Ada semangat dan paradigma baru dalam ideologi kebijakan luar negeri China setelah berhasil meletakkan pondasinya menjadi pilar baru dunia. Data 10 tahun terakhir mengindikasikan bahwa China telah unggul secara global dalam berbagai lini. Data keunggulan ini bahkan diajarkan kepada generasi muda China di sekolah-sekolah, lengkap dengan kebijakan luar negeri yang ditempuh.
Sejak 2009, China menjadi mesin pertumbuhan ekonomi global yang menjadi jawara dunia dalam bidang manufaktur (sejak 2011), perdagangan (2012), jumlah GDP (2014) dan kelas menengah (2015), sampai pada jumlah triliuner, riset Artificial Intelligence (AI), serta kapasitas energi surya terpasang (2016).
Dominasi China dalam berbagai bidang ini akan menekan negara-negara mitranya agar selalu selaras dengan kebijakan luar negeri China. Kasus yang paling menonjol terjadi di benua hitam, Afrika. China tercatat sebagai pemodal terbesar di Afrika yang menyalurkan dana secara bilateral, melampaui lembaga keuangan maupun negara dunia manapun. Merujuk data China-Africa Research Initiative di John Hopkins University School of Advanced International Studies, sejak tahun 2000 hingga 2016, China telah menyalurkan pinjaman sekitar $125 miliar (Rp1.740 triliun) ke Afrika.
Malangnya, beberapa negara gagal dalam melunasi hutangnya kepada China. Zimbabwe, misalnya, tidak mampu membayar utang senilai $40 juta yang jatuh tempo pada akhir 2015. Akibatnya, pemerintah Zimbabwe menjadikan Yuan sebagai mata uang nasional resmi sebagai kompensasi penghapusan utang.
Di Asia, kisah serupa dialami oleh Sri Lanka. Pemerintah Sri Lanka terpaksa harus membayar mahal utang yang tidak mampu diselesaikan sesuai jatuh tempo kepada China. Akibatnya, Sri Lanka harus menyerahkan pelabuhan yang menjadi jalur strategis perdagangan ke India kepada China.

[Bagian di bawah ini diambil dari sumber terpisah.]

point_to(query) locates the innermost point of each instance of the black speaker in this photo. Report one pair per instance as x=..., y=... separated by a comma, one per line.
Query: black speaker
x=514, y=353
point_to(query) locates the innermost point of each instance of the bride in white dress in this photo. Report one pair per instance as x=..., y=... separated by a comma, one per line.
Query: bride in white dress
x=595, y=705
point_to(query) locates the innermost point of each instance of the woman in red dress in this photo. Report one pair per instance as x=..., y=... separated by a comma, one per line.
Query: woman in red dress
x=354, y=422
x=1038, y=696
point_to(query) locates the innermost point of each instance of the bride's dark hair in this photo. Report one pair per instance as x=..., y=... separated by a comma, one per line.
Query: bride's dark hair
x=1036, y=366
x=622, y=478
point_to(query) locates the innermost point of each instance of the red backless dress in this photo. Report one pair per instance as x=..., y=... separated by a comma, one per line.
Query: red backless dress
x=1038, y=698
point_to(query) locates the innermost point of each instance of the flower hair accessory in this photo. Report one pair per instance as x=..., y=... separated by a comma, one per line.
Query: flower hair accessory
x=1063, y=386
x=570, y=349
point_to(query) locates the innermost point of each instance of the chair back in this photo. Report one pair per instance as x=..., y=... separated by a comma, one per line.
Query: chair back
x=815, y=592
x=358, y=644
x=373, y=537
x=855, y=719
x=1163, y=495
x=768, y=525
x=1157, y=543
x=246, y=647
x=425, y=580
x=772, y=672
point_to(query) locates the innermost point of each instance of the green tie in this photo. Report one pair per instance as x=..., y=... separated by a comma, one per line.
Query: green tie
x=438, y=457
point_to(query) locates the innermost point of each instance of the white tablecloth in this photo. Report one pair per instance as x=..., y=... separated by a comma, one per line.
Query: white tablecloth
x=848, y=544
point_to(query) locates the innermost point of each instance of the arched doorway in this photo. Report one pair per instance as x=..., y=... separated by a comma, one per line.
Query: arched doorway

Berkaca ke masa lalu, kebijakan China ini dapat disebut sebagai aid diplomacy yang masif dilakukan pada masa Perang Dingin. Kebijakan ini dapat disandingkan dengan kebijakan Marshall Plan (Amerika Serikat) dan Molotov Plan (Uni Soviet) yang menancapkan pengaruh politik di negara-negara sekutu masing-masing blok melalui pembangunan ekonomi.
Perangkap utang yang dilakukan oleh China ini telah menjadi preseden nyata yang patut kita waspadai. Sebuah langkah tegas telah dilakukan oleh tetangga kita, Malaysia yang telah memutuskan untuk membatalkan proyek jalur kereta api bernilai US$20 miliar (sekitar 280 triliun rupiah) yang diongkosi China. Untuk itu, pemerintah Republik Indonesia perlu mengkalkulasi ulang kapasitas, urgensi, serta benefit sharing dalam setiap bentuk kerja sama dengan China, terlebih investasi yang menggunakan skema utang.

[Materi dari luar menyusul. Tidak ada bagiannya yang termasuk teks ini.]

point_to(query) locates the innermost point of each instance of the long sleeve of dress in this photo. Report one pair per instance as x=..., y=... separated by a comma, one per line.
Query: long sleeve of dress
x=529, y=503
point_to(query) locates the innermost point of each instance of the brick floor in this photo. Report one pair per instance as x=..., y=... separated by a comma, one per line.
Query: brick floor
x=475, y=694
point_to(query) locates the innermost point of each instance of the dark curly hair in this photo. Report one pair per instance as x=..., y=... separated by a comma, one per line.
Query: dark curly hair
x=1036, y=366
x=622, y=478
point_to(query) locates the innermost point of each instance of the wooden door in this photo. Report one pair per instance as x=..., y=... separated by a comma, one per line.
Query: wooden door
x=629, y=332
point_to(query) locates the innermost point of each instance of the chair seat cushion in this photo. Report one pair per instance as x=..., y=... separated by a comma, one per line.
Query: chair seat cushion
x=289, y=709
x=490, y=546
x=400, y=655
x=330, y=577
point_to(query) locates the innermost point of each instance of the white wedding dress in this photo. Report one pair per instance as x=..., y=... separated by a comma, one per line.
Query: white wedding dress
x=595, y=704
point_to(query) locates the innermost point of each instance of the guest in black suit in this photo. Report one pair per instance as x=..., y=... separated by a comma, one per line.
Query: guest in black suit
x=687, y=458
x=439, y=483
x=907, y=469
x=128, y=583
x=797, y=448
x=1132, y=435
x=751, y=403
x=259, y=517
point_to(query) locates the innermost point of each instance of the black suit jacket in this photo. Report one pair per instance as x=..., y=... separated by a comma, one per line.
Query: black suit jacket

Polarisasi Kekuatan Politik Global
Untuk memperkuat tentakel kekuasannya yang agresif, China menggandeng kekuatan besar lainnya. China menjalin aliansi dengan seteru lama AS, Rusia dan mengambil sikap berseberangan dengan kebijakan luar negeri AS dan sekutunya. Yang terbaru, kedua raksasa tersebut kompak mengecam AS atas kecamuk politik yang menimpa Venezuela dan sama-sama mendukung pemerintahan Nicolas Maduro. Sementara AS dan negara lain meng-endorse pemimpin oposisi Majelis Nasional Venezuela, Juan Guaido.
Sikap China yang tampak makin terbuka dan berterus terang dalam konflik berskala internasional ini dapat dilakukan seiring dengan semakin melemahnya hegemoni politik dan ekonomi AS dan Uni Eropa. Professor Graham Allison dari Harvard Kennedy School mempopulerkan istilah ‘Thucydides’ Trap’, untuk menjelaskan sebuah fenomena, yaitu di saat kekuatan yang sedang berkembang mencoba untuk menggeser kekuatan hegemonik dalam politik internasional, konflik besar seringkali tidak terelakkan.

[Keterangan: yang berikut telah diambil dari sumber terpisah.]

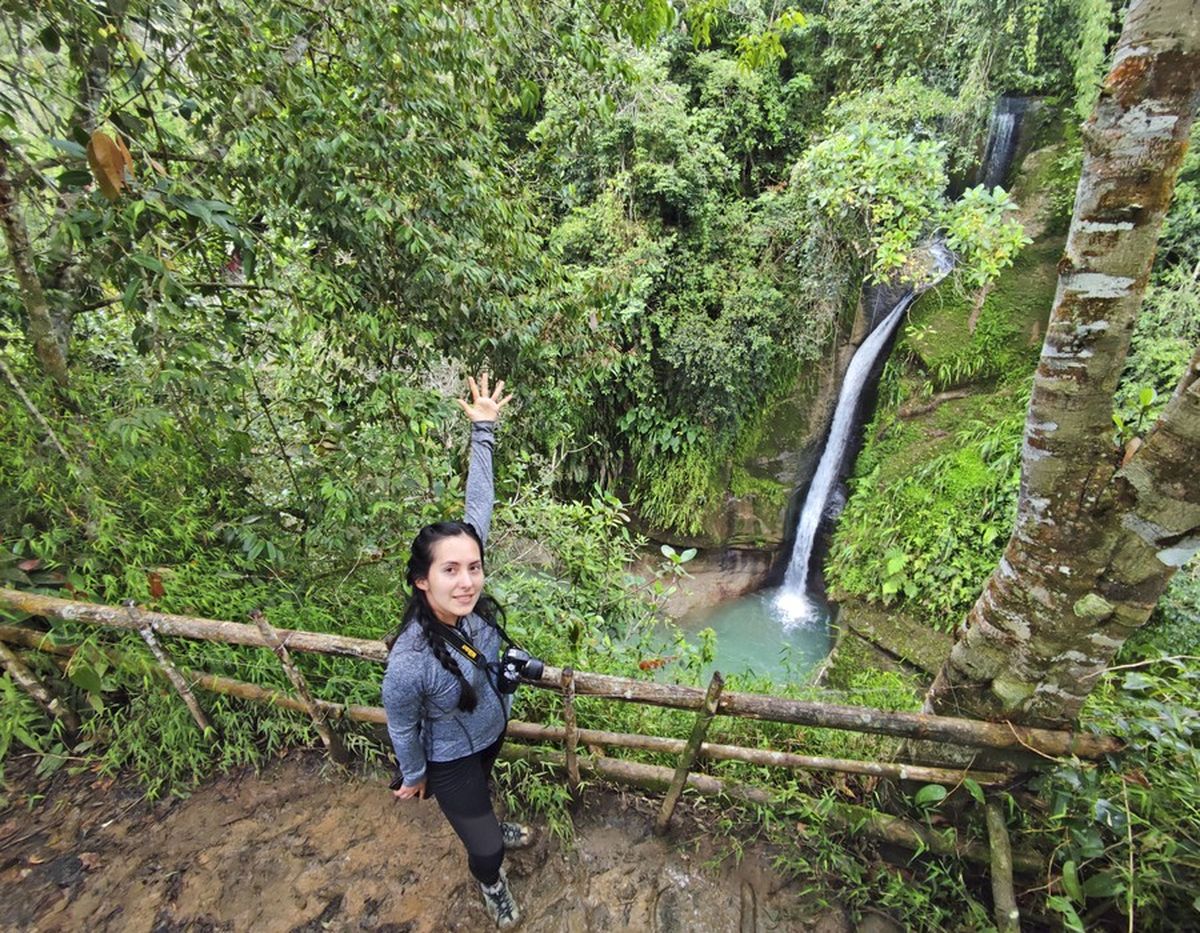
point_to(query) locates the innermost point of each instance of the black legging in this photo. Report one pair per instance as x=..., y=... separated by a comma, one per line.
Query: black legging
x=461, y=790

Graham Allison mencatat terdapat 16 (enam belas) kali momen historis di mana terjadi kasus ‘Thucydides’ Trap’, mulai dari konflik kerajaan Spanyol dengan Portugal pada akhir abad 15, sampai dengan perang dingin antara AS versus Uni Soviet. Dua belas kasus di antaranya berakhir dengan perang (termasuk perang dunia I dan II). Kini dengan dua aktor utama yang berbeda yaitu China dan AS, skenario sejarah bisa saja terulang.
Ekspansi China Melalui Teknologi Informasi
Tampaknya, China secara ambisius ingin menjadi pemimpin global di bawah inisiatif ‘Made In China’ yang digagas Presiden Xi Jinping. Termasuk di dalamnya adalah teknologi informasi, dirgantara, kendaraan listrik dan bioteknologi. Guna mencapai targetnya, China tak segan menggunakan segala rupa siasatnya.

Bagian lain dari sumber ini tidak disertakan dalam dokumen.